= Bhagwat (surname) =

Hindu Brahmin surname

Bhagwat (also spelled as Bhagvat), is a surname found among Hindu Brahmin and Hindu Mali, Maratha communities in India. It is found mainly among Deshastha Brahmins, Chitpavan Brahmins and Karhade Brahmins.

==Etymology==
The term Bhagwat or Bhagvat or Bhagavate means a follower of Bhagavata Sampradaya of Madhvacharya.
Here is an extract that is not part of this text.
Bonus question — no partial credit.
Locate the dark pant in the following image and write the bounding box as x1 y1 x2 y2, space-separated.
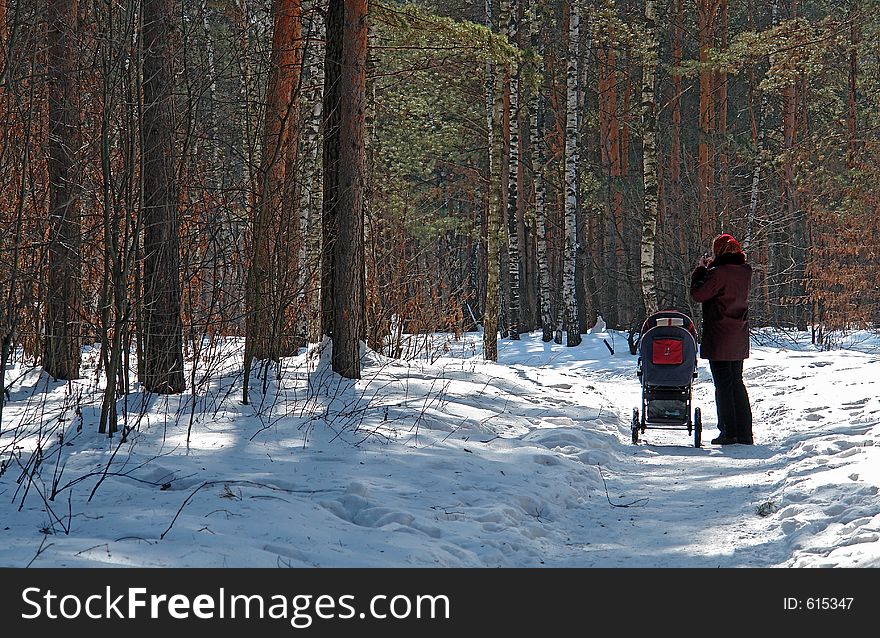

They are devotees of Bhagavān Krishna.

==Notable people==
- Anjali Bhagwat (born 1969), rifle shooter from India
- Anupama Bhagwat (born 1974), Indian sitar player
- Durga Bhagwat (1910–2002), Indian scholar, socialist and writer
- Mohan Bhagwat (born 1950), current Sarsanghachalak of the Rashtriya Swayamsevak Sangh (RSS), a right-wing Hindutva paramilitary organisation
- Sitaram Bhaskar Bhagwat (1904–1999), freedom fighter, Indian political and social leader in Uttar Pradesh, India.
- Vishnu Bhagwat, former Chief of the Naval Staff of India
- Neela Bhagwat, Hindustani classical vocalist, Gwalior gharana.